What Mike O’Rielly continues to not get is the fact that pirate radio is a phenomenon whose roots lie directly in the policy and market-failures of the FCC when it comes to regulating public access to the public airwaves. It’s a “problem” that’s festered for a century now, but O’Rielly will most likely continue to claim willful ignorance of these conditions, which only serves to tar the personal crusade he would like to believe is honorable – but in reality is nothing more than a new retread of a fool’s errand.
It is absolutely unprecedented for an FCC Commissioner to attempt to badger journalists for simply doing their jobs. Not only does this indicate that O’Rielly doesn’t fully understand the role of journalism in a democratic society, but he seems to despise it in some respects.
Just so we’re on the same page here, if it has not been made clear in 20+ years’ worth of online writings: I unabashedly and wholeheartedly support pirate radio as a mechanism by which the communications policy/market-failures of this country can be proactively and positively addressed. I do not like the fact that tens to hundreds of thousands of people have been forced to operate outside the law, though I’ve also advocated for harm-reduction strategies that might do more to ameliorate this issue than the tried-and-failed strategy of outright prohibition and criminalization.

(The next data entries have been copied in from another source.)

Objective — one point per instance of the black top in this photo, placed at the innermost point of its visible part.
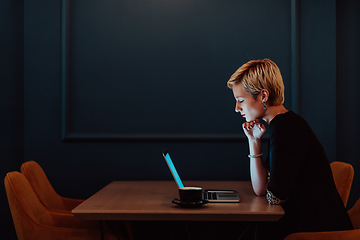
(301, 179)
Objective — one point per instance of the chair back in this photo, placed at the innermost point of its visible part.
(343, 174)
(25, 207)
(41, 185)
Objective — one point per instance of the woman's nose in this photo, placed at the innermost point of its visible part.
(237, 107)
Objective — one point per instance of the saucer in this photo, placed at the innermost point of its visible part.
(189, 204)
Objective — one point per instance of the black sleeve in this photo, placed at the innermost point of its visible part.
(286, 155)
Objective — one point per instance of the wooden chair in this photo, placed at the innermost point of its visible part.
(33, 221)
(44, 190)
(52, 201)
(343, 174)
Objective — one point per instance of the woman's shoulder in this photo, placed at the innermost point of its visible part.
(288, 121)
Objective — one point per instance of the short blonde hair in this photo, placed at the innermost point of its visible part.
(257, 75)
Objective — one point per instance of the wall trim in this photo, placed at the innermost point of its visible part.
(67, 135)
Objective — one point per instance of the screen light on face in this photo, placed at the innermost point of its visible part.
(173, 171)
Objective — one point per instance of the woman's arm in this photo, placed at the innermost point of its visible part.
(258, 173)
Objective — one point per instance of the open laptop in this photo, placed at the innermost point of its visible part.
(210, 195)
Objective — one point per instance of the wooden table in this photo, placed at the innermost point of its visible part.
(151, 200)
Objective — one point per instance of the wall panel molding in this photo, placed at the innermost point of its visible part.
(67, 134)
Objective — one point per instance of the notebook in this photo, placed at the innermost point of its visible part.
(208, 194)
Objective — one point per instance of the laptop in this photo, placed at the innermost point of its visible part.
(208, 194)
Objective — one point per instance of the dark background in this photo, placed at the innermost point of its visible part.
(100, 99)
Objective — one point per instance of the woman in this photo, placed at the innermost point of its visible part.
(296, 173)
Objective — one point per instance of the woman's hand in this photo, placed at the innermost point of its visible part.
(254, 129)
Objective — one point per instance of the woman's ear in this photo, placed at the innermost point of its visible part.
(264, 95)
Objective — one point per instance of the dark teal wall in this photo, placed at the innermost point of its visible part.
(159, 71)
(11, 101)
(348, 88)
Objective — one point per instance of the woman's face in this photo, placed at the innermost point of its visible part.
(246, 105)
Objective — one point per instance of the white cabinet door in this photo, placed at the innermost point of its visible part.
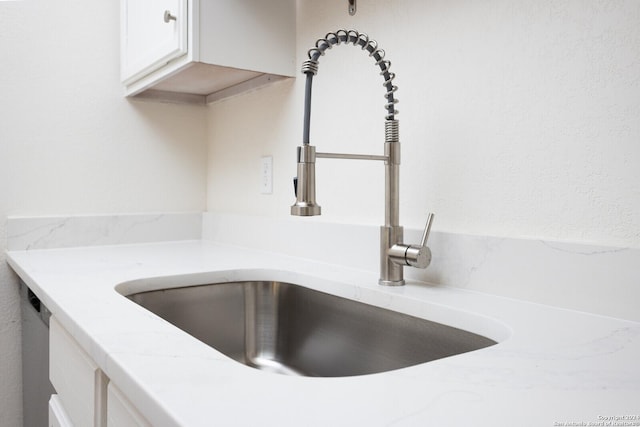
(57, 415)
(153, 33)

And until O’Rielly can convince Congress to gin up a law that opens me and other journalists up to charges of “aiding and abetting” such broadcast practices, I will continue to report on them and the FCC’s attempt to quash them, with particular emphasis on demystifying the enforcement-process so as to help unlicensed broadcasters assess their relative risk and mitigate it, all in the name of providing better and more impactful public service than an over-large proportion of licensed broadcast stations do.
Last I checked I still live in the United States of America, and we still have a Constitution whose first amendment guarantees that speech like mine, the Longmont Observer’s, and any other journalists’ coverage and perspective of this issue trumps whatever legal diarrhea O’Rielly and the FCC might come up with to try and demonize it.

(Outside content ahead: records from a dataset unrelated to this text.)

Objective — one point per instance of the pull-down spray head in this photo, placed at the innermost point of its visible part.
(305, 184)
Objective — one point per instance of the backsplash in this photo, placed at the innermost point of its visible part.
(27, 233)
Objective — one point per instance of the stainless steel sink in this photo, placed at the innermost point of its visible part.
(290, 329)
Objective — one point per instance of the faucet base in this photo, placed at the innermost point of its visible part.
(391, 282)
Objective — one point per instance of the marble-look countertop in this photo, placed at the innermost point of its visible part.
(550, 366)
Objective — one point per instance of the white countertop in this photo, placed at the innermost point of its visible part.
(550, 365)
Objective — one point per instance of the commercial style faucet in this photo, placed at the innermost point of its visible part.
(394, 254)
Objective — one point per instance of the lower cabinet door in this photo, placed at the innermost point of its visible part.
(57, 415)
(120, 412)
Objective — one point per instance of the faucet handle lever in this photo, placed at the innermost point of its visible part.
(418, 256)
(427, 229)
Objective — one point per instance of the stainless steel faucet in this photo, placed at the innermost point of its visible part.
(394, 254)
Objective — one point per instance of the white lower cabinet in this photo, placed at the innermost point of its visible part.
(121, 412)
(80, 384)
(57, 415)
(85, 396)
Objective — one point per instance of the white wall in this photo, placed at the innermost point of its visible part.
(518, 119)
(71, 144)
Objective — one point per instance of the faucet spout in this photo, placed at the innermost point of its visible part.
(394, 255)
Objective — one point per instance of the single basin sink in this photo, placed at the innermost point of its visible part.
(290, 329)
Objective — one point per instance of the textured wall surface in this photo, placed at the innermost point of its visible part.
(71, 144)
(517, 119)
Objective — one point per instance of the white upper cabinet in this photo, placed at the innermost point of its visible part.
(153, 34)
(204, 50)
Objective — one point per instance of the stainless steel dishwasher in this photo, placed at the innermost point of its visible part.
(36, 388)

Of course, this also means that Mike O’Rielly is free to be as bombastic and ignorant as he wants to be. The man’s cruising on hubris, overplaying his authority as an FCC Commissioner to wage a war of folly on a “problem” that’s only so because of structural policy and market-failures he and his colleagues are too chicken to confront head-on. But that freedom only extends to the point where O’Rielly contravenes the law itself, and he’s dangerously tip-toeing around that line, which may very well end up undermining his pet crusade.